Most alerts accumulate over time when on-call engineers are scared of removing an alert. Creating boundaries and using the right technical practices help minimize the blast radius: the reach that a problem might cause. They also enable small and frequent changes. For example, even if your apps are all in one repository, you can use tags to indicate different alerts. Another approach would be to track dependencies using distributed tracing. That helps with identifying relationships and showing where the problematic parts are. If one service is causing a cascading failure, you can separate the logic and apply a circuit breaker pattern.
There are different approaches. The idea is to create independent services and teams so they can make changes quickly without worrying too much about breaking things. Dependencies make it harder to remove and fix alerts. Otonomy and simplicity are required to have actionable alerts.
Create actionable alerts
An actionable alert is an alert that is routed to the right team with useful information and action capabilities. If an alert says ‘server is down’, that is basically a panic notification, nothing more. We should aim better.
Monitoring tools should add context instead of just stating the problem. Then, alerts become more useful. If there is information related to the incident in other tools, automation should be used to add that info to the alert in order to reduce manual investigation.
Referring to the first action item (SLOs) in the list, alerts should be triggered on the right symptoms. SLOs are useful tools to manage the right level of urgency.
Another key aspect of actionable alerts is notifying the right people.
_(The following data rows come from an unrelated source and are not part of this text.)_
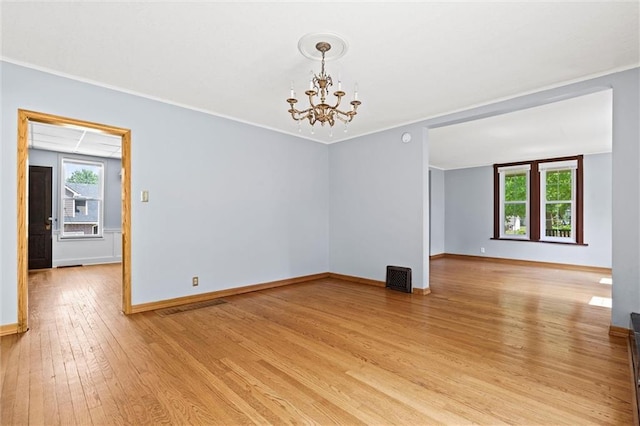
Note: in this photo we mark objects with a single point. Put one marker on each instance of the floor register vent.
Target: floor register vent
(399, 278)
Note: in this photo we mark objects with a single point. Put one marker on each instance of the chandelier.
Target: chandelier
(319, 110)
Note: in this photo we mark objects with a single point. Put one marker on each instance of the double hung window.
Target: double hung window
(539, 200)
(81, 192)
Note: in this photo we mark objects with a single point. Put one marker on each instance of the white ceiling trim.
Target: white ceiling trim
(304, 136)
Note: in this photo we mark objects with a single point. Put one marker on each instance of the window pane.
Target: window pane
(515, 187)
(559, 185)
(82, 189)
(515, 219)
(558, 220)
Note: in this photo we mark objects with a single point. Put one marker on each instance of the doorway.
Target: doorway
(24, 118)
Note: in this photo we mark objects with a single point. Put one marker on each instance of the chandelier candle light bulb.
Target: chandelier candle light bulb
(319, 110)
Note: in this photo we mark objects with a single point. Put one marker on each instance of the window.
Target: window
(82, 198)
(539, 200)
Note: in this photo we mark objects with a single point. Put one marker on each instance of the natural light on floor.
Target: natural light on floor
(605, 302)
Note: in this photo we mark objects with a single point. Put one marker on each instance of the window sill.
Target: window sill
(566, 243)
(88, 238)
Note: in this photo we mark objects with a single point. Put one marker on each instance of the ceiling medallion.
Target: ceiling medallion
(319, 110)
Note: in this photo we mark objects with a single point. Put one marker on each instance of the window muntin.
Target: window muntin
(82, 189)
(555, 194)
(514, 201)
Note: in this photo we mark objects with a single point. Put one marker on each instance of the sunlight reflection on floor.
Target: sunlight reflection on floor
(605, 302)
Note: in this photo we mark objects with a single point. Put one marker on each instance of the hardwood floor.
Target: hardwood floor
(492, 344)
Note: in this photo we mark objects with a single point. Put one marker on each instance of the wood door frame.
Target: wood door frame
(24, 116)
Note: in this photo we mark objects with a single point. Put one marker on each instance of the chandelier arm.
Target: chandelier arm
(348, 114)
(300, 115)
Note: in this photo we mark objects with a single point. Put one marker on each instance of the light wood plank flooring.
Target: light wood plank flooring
(492, 344)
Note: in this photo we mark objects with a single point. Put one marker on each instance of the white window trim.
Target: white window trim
(543, 168)
(511, 170)
(102, 174)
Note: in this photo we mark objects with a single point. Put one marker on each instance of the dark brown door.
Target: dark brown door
(39, 217)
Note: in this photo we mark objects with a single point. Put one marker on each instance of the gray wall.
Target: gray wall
(112, 193)
(229, 202)
(376, 209)
(469, 218)
(437, 203)
(257, 204)
(625, 172)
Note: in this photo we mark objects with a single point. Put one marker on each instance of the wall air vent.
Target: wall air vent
(399, 278)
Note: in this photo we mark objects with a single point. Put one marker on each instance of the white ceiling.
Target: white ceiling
(411, 60)
(74, 140)
(581, 125)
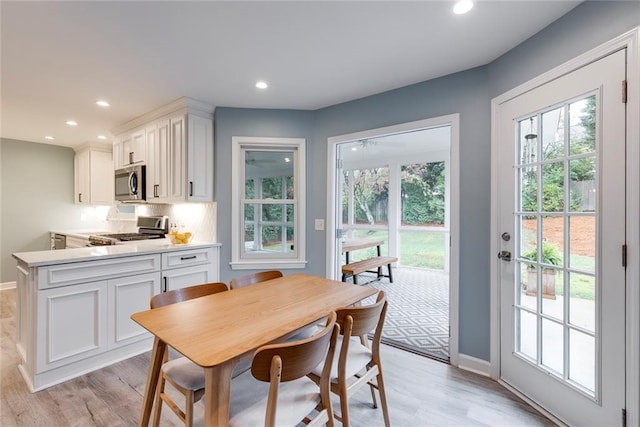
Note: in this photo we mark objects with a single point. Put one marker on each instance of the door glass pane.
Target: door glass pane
(552, 347)
(582, 117)
(529, 236)
(553, 187)
(582, 175)
(582, 308)
(553, 240)
(582, 360)
(249, 188)
(528, 131)
(553, 134)
(582, 243)
(527, 334)
(371, 195)
(555, 287)
(529, 286)
(422, 194)
(528, 189)
(552, 299)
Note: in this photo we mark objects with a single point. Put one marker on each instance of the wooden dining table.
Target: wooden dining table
(216, 331)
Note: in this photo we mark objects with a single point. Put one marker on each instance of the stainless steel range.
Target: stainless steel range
(149, 227)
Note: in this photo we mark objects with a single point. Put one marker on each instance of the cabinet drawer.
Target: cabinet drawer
(91, 271)
(186, 258)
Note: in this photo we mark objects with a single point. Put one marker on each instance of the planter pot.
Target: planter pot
(548, 283)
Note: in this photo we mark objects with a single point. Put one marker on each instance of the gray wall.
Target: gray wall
(585, 27)
(230, 122)
(464, 93)
(37, 179)
(468, 93)
(37, 196)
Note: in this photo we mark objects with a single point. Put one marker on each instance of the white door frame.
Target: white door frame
(630, 41)
(452, 120)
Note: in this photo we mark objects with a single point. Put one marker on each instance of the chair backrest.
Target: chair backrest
(184, 294)
(360, 320)
(296, 358)
(250, 279)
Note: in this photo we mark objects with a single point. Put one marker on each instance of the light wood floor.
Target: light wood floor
(421, 392)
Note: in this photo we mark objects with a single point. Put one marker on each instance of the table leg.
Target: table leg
(157, 354)
(217, 394)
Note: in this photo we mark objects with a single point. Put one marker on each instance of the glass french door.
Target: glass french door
(562, 225)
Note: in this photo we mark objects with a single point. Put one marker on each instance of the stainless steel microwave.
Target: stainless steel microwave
(131, 183)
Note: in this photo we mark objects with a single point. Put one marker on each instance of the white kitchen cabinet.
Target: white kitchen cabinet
(191, 166)
(158, 155)
(73, 314)
(179, 151)
(189, 267)
(72, 324)
(134, 148)
(94, 176)
(128, 295)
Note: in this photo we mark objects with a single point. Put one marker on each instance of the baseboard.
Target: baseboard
(7, 285)
(473, 364)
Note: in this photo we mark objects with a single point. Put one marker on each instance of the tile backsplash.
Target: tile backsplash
(199, 218)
Always aim to direct alerts to the right team by using alert properties like tags or service names. The on-call person in that team should not have to act like a proxy, instead, they should be the expert.
One last reminder
Alert fatigue is a reliability problem. And reliability is everyone’s job. But if something is everyone’s job, it is no one’s responsibility. Create independent teams and ownership around services – then start learning from your experience and data.
Resilience is about continuous learning because change is inevitable. Following the ideas from DevOps, we should create opportunities for people to learn. We should talk about reliability, and in this specific case, talk about alerting. This may be obvious for some but most teams don’t spend enough time discussing important operational concerns like this regularly.
Avoiding alert fatigue is key for healthy on-call teams and reliability services. Following the learnings shared in this article, teams should be able to focus on business problems instead of drowning in alerts.